Another good long-term study of the response rates of erosion to land use changes is provided by a study undertaken on the North Island of New Zealand by Page and Trustrum (1997). During the last 2,000 years of human settlement their catchment underwent a change from indigenous forest to fern/scrub following Polynesian settlement (c.560 BP) and then a change to pasture following European settlement (AD 1878). Sedimentation rates under European pastoral land use were between five and six times the rates that occurred under fern/scrub and between eight and seventeen times the rate under indigenous forest. In a broadly comparable study in another part of New Zealand, Sheffield et al. (1995) looked at rates of infilling of an estuary. In pre-Polynesian times rates of sedimentation were 0.1 mm per year, during Polynesian times the rate climbed to 0.3 mm per year, while since European land clearance in the 1880s the rate has shot up to 11 mm per year (see also Nichol et al., 2000). Other examples of such trends in New Zealand are provided by Glade (2003), while a` good case study of the effect of European settlement on soil erosion rates in neighbouring Australia is given by Olley and Wasson (2003).

Figure 2 shows badlands in Swaziland that have been created as a result of the removal of the woodland cover, probably by Iron Age smelters.

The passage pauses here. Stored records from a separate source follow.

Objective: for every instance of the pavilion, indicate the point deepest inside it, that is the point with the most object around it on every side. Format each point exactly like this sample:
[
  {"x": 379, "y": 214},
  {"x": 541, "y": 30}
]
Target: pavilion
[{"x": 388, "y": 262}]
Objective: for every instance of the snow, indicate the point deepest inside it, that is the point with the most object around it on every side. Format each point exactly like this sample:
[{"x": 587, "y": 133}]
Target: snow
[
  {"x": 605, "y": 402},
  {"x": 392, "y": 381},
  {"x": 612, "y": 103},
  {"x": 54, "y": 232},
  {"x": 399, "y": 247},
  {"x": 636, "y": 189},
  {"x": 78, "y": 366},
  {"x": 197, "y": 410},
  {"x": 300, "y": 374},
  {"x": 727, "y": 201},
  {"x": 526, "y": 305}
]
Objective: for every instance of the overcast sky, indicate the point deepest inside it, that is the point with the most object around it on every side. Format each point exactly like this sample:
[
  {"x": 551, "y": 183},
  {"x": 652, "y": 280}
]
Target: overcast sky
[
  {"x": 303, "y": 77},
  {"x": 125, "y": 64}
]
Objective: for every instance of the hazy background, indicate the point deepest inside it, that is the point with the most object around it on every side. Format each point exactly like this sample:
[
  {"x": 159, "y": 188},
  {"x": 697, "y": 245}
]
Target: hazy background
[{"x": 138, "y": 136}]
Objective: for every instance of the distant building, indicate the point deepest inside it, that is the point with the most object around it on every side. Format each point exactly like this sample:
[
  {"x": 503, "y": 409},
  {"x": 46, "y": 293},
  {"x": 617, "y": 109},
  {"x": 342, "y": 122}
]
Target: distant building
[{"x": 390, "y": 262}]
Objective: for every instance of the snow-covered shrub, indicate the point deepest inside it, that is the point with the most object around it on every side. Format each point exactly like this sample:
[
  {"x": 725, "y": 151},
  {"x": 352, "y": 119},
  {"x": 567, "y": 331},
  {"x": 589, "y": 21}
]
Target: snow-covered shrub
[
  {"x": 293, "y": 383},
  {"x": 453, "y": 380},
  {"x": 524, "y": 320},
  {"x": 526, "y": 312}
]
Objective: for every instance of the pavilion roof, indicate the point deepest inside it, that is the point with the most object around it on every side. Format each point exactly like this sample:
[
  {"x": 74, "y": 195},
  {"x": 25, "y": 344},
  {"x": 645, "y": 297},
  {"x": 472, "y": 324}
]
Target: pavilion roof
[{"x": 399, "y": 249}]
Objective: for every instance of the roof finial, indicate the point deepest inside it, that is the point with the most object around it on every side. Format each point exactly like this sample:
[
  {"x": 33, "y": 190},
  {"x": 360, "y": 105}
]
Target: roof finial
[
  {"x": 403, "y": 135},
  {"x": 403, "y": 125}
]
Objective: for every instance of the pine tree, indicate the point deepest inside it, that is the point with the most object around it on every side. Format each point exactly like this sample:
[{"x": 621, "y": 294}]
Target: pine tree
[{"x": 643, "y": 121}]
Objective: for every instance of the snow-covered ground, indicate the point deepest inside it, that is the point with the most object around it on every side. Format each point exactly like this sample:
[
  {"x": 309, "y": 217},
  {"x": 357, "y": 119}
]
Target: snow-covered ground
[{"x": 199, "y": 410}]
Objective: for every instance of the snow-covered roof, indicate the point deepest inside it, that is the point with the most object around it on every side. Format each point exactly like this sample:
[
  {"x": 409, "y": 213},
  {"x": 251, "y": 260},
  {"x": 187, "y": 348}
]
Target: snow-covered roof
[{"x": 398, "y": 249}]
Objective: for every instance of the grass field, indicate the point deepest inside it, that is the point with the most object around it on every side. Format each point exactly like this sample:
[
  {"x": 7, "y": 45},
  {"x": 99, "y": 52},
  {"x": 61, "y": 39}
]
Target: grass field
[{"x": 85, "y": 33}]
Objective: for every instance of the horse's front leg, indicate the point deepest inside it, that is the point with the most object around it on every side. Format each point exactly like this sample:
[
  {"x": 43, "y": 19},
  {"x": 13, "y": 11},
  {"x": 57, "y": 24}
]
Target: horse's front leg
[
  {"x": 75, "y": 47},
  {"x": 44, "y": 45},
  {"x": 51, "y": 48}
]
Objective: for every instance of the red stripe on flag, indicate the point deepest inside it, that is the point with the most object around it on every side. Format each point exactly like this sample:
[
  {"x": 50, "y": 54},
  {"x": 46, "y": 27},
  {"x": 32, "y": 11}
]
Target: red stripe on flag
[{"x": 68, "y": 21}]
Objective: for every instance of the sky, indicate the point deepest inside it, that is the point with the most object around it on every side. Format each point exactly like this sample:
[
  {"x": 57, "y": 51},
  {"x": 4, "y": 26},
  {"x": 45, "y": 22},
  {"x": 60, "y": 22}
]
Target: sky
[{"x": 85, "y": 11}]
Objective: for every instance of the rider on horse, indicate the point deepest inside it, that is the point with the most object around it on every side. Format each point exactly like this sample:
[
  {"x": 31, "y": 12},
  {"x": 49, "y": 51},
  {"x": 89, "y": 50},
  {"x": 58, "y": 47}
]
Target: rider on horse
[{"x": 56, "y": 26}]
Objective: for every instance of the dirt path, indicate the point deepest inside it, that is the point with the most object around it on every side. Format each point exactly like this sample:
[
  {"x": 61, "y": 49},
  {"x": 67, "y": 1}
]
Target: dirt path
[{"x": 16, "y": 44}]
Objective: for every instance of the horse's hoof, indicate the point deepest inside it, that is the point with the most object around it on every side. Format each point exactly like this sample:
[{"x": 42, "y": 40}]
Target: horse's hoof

Accelerated erosion by wind

Dust storms are an important manifestation of surface erosion by wind, and human activities may have had an important effect on dust storms in the world’s drylands. Von Suchodoletz et al. (2010) have even speculated that humans intensified dust storm activity in the northwest Sahara as early as 7-8 ka ago. The situation becomes less speculative as we move towards the present, and Neff et al. (2008), for instance, used analyses of lake cores in the San Juan Mountains of south-western Colorado, USA, to show that dust levels increased by 500% above the late Holocene average following the increased western settlement and livestock grazing during the nineteenth and early twentieth centuries. The USA Dust Bowl of the 1930s was caused by a combination of a major drought and adverse land management, with the latter having a feedback effect on the drought itself (Cook et al., 2009). A dust core from the Antarctic Peninsula (McConnell et al., 2007) showed a doubling in dust deposition in the twentieth century, and this is explained by increasing temperatures, decreasing relative humidity, and widespread desertification in the source region Patagonia and northern Argentina. Marx et al. (2011) demonstrated that in the last 200 years, there has been a 2 to 10 fold increase in dust deposition rates following settlement by European farmers. Finally, analysis of a 3200 year marine core off West Africa shows a marked increase in dust activity at the beginning of the nineteenth century, which was a time which saw the advent of commercial activity (including groundnut production) in the Sahel (Mulitza et al., 2010). Using a variety of data sources, Mahowald et al. (2010) have tried to estimate the global picture of changes in dust storm activity for the twentieth century. They suggest a doubling of desert dust took place over much of the globe.

Urbanisation

Erosion rates are affected by urbanization, one of the other great drivers of recent centuries. The highest rates of erosion are produced in the city construction phase, when there is a large amount of exposed ground and much disturbance produced by vehicle movements and excavations. In pioneer studies, Wolman and Schick (1967) and Wolman (1967) have shown that the equivalent of many decades of natural or even agricultural erosion may take place during a single year in areas cleared for construction. In Maryland they found that sediment yields during construction reached 55,000 tonnes per square kilometre per year, while in the same area rates under forest were around 80-200 tonnes per square kilometre per year and those under farm 400 tonnes per square kilometre per year. New road cuttings in Georgia were found to have sediment yields up to 20,000-50,000 tonnes per square kilometre per year. Likewise, in Devon, England, Walling and Gregory (1970) found that suspended sediment concentrations in streams draining construction areas were two to ten times (occasionally up to 100 times) higher than those in undisturbed areas. In Virginia, USA, Vice et al. (1969) noted equally high rates of erosion during construction and reported that they were ten times those from agricultural land, 200 times those from grassland and 2,000 times those from forest in the same area. Rates of sediment production may be especially high in humid tropical cities, where there is highly intense rainfall (Chin, 2006).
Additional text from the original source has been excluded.